I spent the month of February trying to be as intentional as I could being thankful for what I have. I spent my days playing Candyland with Abby, closing my eyes to listen as she giggled when I drew a bad card and had to start over again. I'd grab my little boy while he ran naked through the house, just to squeeze him, breathe in his baby smell and look deeply into his blue eyes. I'd sit on the floor and stroke my puppy's fur, feeling her warmth under my hand. I'd remind myself to be thankful, to experience joy.

But it's still there. The missing piece of my heart. I feel it. It whispers to me even in my joy,  of what might have been and what is not.

The weather is warming up. My baby was due June 23rd. As we approach spring, I can't help but think about what the summer was going to look like. How different this summer is going to be now.

You see... I am dwelling in grief. Not by choice. But because I have suffered a great loss.

If you only knew how many times I have confessed to good friends, "I am tired of being sad." I mean it. I am tired of grief. I wish it would go away.

But that's not how grief works. Our society tells us that it works that way. It tells us that if we grieve for too long that there is something wrong with us. It tells us that sadness is something to run from.

Well, I tried to run from it. For a whole month.
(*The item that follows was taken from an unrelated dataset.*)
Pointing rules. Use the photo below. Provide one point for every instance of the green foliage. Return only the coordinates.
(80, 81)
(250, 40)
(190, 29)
But it found me anyway.  Because, for now, I dwell there.


And, I have learned, that no matter how hard I run, no matter how tightly I close my eyes, no matter how much I try to block it out, I cannot escape my grief.

So, now, instead of running away, I am trying to learn how to dwell in grief. What can I learn in this place? About myself? About the world? How can I reach outside of my own grief to extend a hand to someone else?

For starters, I'm going to speak up and say this: Yes, I am still grieving. And this grief is going to take as long as it takes, and there is nothing wrong with that. There is no ticking clock on grief. Grief doesn't mean you are sad every minute of the day, but it does mean you carry a deep wound.
And let me say this too... you can be grateful for your blessings and at the same time be in pain. You can have hope for the future and still be grieving now. Grief is not an indicator of a lack of faith. Grief is not an indicator of ungratefulness. Grief is an indicator of a love deeply felt and now deeply missed.

When my article was published on my miscarriage, I went onto the site and read every single comment that someone left after reading it. I cannot tell you how many people said, "This is what so many have experienced and felt.  Thank you for sharing."

Miscarriage is a taboo subject. So is grief. I'm not going to stop talking about either one. I can't. Because for now, I dwell there. And I am learning to embrace that, to live with my grief, to try and make something beautiful out of it. Because I can't run from it, hide from it, or wish it away. Just love me in this place, and know, as I do, that it won't last forever. But it will take as long as it takes.